I am new to ML field and trying my hands on creating a model which will predict semantic similarity between two sentences. I am using following approach:
1.Using word2vec model in gensim package vectorise each word present in the sentences in question
2.Calculate the average vector for all words in every sentence/document
import numpy as np
from scipy import spatial
index2word_set = set(model.wv.index2word)
def avg_feature_vector(sentence, model, num_features, index2word_set):
words = sentence.split()
feature_vec = np.zeros((num_features, ), dtype='float32')
n_words = 0
for word in words:
if word in index2word_set:
n_words += 1
feature_vec = np.add(feature_vec, model[word])
if (n_words > 0):
feature_vec = np.divide(feature_vec, n_words)
return feature_vec
3.Next calculate cosine similarity between these two average vectors
s1_afv = avg_feature_vector('this is a sentence', model=model,
num_features=300, index2word_set=index2word_set)

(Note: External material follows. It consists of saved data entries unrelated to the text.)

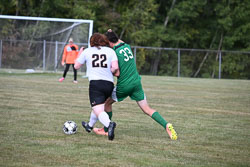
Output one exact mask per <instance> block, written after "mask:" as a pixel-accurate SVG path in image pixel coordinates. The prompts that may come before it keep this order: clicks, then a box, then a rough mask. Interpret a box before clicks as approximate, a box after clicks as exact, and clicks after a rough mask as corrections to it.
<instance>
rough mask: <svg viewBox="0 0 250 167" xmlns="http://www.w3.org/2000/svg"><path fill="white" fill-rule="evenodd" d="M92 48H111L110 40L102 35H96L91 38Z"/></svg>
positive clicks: (91, 43) (97, 34)
mask: <svg viewBox="0 0 250 167" xmlns="http://www.w3.org/2000/svg"><path fill="white" fill-rule="evenodd" d="M90 46H91V47H93V46H95V47H97V48H100V46H109V41H108V38H107V37H106V36H105V35H103V34H100V33H94V34H93V35H92V36H91V38H90Z"/></svg>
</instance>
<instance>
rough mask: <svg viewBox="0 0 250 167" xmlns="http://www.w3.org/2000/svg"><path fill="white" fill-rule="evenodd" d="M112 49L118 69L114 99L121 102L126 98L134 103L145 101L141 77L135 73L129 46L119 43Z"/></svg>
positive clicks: (133, 58)
mask: <svg viewBox="0 0 250 167" xmlns="http://www.w3.org/2000/svg"><path fill="white" fill-rule="evenodd" d="M113 49H114V50H115V52H116V55H117V58H118V64H119V69H120V76H119V77H118V80H117V85H116V93H115V95H116V97H115V99H117V101H122V100H124V99H125V98H126V97H128V96H129V97H130V98H131V99H132V100H136V101H141V100H143V99H145V96H144V91H143V88H142V85H141V77H140V75H139V74H138V72H137V68H136V63H135V58H134V55H133V53H132V50H131V48H130V46H129V45H128V44H126V43H120V44H118V45H116V46H114V48H113Z"/></svg>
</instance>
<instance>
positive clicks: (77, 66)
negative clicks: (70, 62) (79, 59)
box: [74, 59, 82, 70]
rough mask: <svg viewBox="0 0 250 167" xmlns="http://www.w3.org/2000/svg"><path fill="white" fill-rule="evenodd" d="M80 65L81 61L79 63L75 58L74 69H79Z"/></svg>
mask: <svg viewBox="0 0 250 167" xmlns="http://www.w3.org/2000/svg"><path fill="white" fill-rule="evenodd" d="M81 66H82V64H81V63H79V62H78V61H77V59H76V61H75V65H74V67H75V69H76V70H78V69H80V68H81Z"/></svg>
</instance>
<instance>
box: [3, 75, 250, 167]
mask: <svg viewBox="0 0 250 167" xmlns="http://www.w3.org/2000/svg"><path fill="white" fill-rule="evenodd" d="M61 75H62V74H61V73H60V74H52V73H51V74H50V73H47V74H23V73H5V72H1V73H0V114H1V116H0V166H15V167H16V166H20V167H24V166H25V167H34V166H53V167H62V166H65V167H72V166H83V167H85V166H90V167H99V166H103V167H106V166H121V167H133V166H140V167H141V166H145V167H155V166H156V167H160V166H162V167H166V166H178V167H179V166H185V167H186V166H204V167H209V166H218V167H223V166H225V167H228V166H250V81H247V80H217V79H192V78H174V77H160V76H142V83H143V87H144V91H145V93H146V95H147V100H148V102H149V104H150V106H151V107H152V108H154V109H156V110H157V111H158V112H159V113H160V114H161V115H162V116H163V117H164V118H165V119H166V120H168V121H169V122H171V123H173V125H174V127H175V129H176V131H177V133H178V137H179V138H178V140H177V141H171V140H170V139H169V137H168V135H167V133H166V132H165V130H164V129H163V128H162V127H161V126H160V125H159V124H157V123H156V122H155V121H153V120H152V119H151V118H150V117H148V116H146V115H145V114H143V112H142V111H141V110H140V109H139V107H138V106H137V104H136V103H135V102H134V101H131V100H130V99H129V98H127V99H126V100H125V101H123V102H121V103H116V104H115V105H114V106H113V120H114V121H115V122H116V123H117V128H116V131H115V135H116V136H115V139H114V141H109V140H108V139H107V137H104V136H97V135H95V134H94V133H86V132H85V130H84V129H83V128H82V127H81V121H82V120H85V121H88V119H89V114H90V111H91V108H90V105H89V100H88V99H89V98H88V80H87V79H86V78H85V79H84V78H81V77H80V75H79V80H78V81H79V83H78V84H73V83H72V79H73V76H72V75H71V74H69V75H68V76H67V78H66V80H65V81H64V82H63V83H59V82H58V79H59V78H60V77H61ZM66 120H73V121H75V122H76V123H77V124H78V132H77V133H76V134H75V135H65V134H64V133H63V131H62V126H63V123H64V122H65V121H66ZM97 126H98V127H100V126H101V124H100V123H98V124H97Z"/></svg>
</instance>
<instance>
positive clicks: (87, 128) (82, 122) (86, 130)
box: [82, 121, 93, 133]
mask: <svg viewBox="0 0 250 167" xmlns="http://www.w3.org/2000/svg"><path fill="white" fill-rule="evenodd" d="M82 126H83V127H84V128H85V130H86V131H87V132H88V133H89V132H91V131H92V129H93V127H90V126H89V124H88V123H86V122H84V121H82Z"/></svg>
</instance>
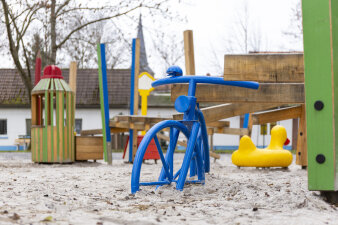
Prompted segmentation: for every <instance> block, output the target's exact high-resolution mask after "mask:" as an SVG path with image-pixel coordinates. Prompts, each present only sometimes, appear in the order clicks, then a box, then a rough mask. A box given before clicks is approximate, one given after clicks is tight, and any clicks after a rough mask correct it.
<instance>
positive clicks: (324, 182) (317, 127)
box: [302, 0, 337, 191]
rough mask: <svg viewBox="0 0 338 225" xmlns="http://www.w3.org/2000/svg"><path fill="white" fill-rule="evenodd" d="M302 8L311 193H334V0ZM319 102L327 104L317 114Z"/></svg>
mask: <svg viewBox="0 0 338 225" xmlns="http://www.w3.org/2000/svg"><path fill="white" fill-rule="evenodd" d="M302 5H303V31H304V66H305V96H306V99H305V101H306V123H307V124H306V126H307V149H308V182H309V190H323V191H324V190H334V189H335V188H334V184H335V132H334V112H333V107H334V106H333V105H334V104H333V103H334V96H333V94H334V91H333V84H332V81H333V76H332V71H331V39H330V38H331V33H330V28H331V27H330V13H329V12H330V0H306V1H302ZM335 13H337V11H336V12H335ZM316 101H322V102H323V103H324V108H323V109H322V110H320V111H317V110H316V109H315V108H314V103H315V102H316ZM318 154H323V155H324V156H325V162H324V163H322V164H320V163H318V162H317V161H316V157H317V155H318Z"/></svg>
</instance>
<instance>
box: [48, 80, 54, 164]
mask: <svg viewBox="0 0 338 225" xmlns="http://www.w3.org/2000/svg"><path fill="white" fill-rule="evenodd" d="M53 90H54V82H53V81H52V82H51V86H50V99H49V100H50V121H51V131H50V132H51V133H50V136H51V139H50V140H51V154H52V157H51V159H52V162H54V151H55V150H56V149H54V141H55V140H54V91H53Z"/></svg>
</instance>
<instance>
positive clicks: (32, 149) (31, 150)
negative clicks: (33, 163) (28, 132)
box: [31, 129, 36, 162]
mask: <svg viewBox="0 0 338 225" xmlns="http://www.w3.org/2000/svg"><path fill="white" fill-rule="evenodd" d="M35 149H36V143H35V129H31V152H32V161H33V162H35Z"/></svg>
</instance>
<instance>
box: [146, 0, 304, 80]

s2_afv = avg_feature_vector('this is also sentence', model=model,
num_features=300, index2word_set=index2word_set)
sim = 1 - spatial.distance.cosine(s1_afv, s2_afv)
print(sim)
Reference stackoverflow question: How to calculate the sentence similarity using word2vec model of gensim with python
Help needed for the following challenge:
As I want to create a model which would predict semantic similarity between two sentences, I am not quite sure about:
1.Which model would be best suited for this problem
2.Next more importantly how to train that model?
Should I create a matrix where each row will contain two sentences: sen1 and sen2 and I would vectorise them and calculate cosine similarity(as per the above mentioned approach)
Then for training data:
X_Train: avg vectors for sen1 and sen2 and their cosine similarity value
y_Train(prediction) : a set of binary values(1 or similar if cosine similarity > 0.7 and 0 otherwise)
I am quite confused whether my approach is correct and how to put a proper approach in the form of a working codebase.
Internet and materials available online are my only teachers to learn ML; thus requesting your guidance in help clearing my gap in understanding and help in coming up with a good working model for my problem.